The brain consists of distinct domains defined by sharp borders. So far, the mechanisms of compartmentalization of developing tissues include cell adhesion, cell repulsion, and cortical tension. These mechanisms are tightly related to molecular machineries at the cell membrane. However, we and others demonstrated that Slit, a chemorepellent, is required to establish the borders in the fly brain. Here, we demonstrate that Netrin, a classic guidance molecule, is also involved in the compartmental subdivision in the fly brain. In Netrin mutants, many cells are intermingled with cells from the adjacent ganglia penetrating the ganglion borders, resulting in disorganized compartmental subdivisions. How do these guidance molecules regulate the compartmentalization? Our mathematical model demonstrates that a simple combination of known guidance properties of Slit and Netrin is sufficient to explain their roles in boundary formation. Our results suggest that Netrin indeed regulates boundary formation in combination with Slit in vivo.

Two receptor tyrosine phosphatases dictate the depth of axonal stabilizing layer in the visual system.

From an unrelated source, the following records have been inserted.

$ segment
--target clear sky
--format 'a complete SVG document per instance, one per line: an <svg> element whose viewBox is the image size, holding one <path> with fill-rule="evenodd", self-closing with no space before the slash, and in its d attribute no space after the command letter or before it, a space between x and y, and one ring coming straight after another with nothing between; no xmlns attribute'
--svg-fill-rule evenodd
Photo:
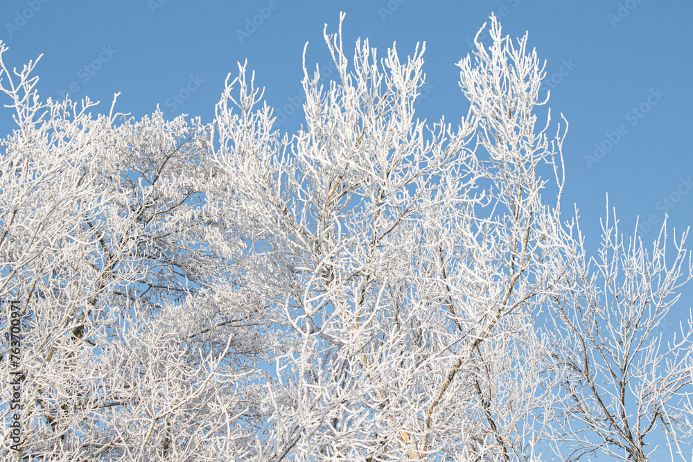
<svg viewBox="0 0 693 462"><path fill-rule="evenodd" d="M340 10L345 48L369 37L383 56L396 41L401 57L426 42L417 112L430 121L466 112L454 64L492 12L505 34L529 31L547 61L554 120L562 112L570 124L562 204L570 214L577 203L588 247L598 242L607 193L622 232L632 232L638 215L656 229L665 213L678 229L693 222L690 0L2 0L0 39L10 66L44 54L42 96L89 95L107 112L120 91L116 109L137 118L159 105L168 118L211 121L227 74L247 59L268 105L281 111L279 128L290 133L301 122L304 45L309 65L328 64L323 26L335 31ZM0 112L0 137L12 129ZM672 321L687 317L691 294Z"/></svg>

Formation of a functional neuronal network requires not only precise target recognition, but also stabilization of axonal contacts within their appropriate synaptic layers. Little is known about the molecular mechanisms underlying the stabilization of axonal connections after reaching their specifically targeted layers. Here, we show that two receptor protein tyrosine phosphatases (RPTPs), LAR and Ptp69D, act redundantly in photoreceptor afferents to stabilize axonal connections to the specific layers of the Drosophila visual system. Surprisingly, by combining loss-of-function and genetic rescue experiments, we found that the depth of the final layer of stable termination relied primarily on the cumulative amount of LAR and Ptp69D cytoplasmic activity, while specific features of their ectodomains contribute to the choice between two synaptic layers, M3 and M6, in the medulla. These data demonstrate how the combination of overlapping downstream but diversified upstream properties of two RPTPs can shape layer-specific wiring.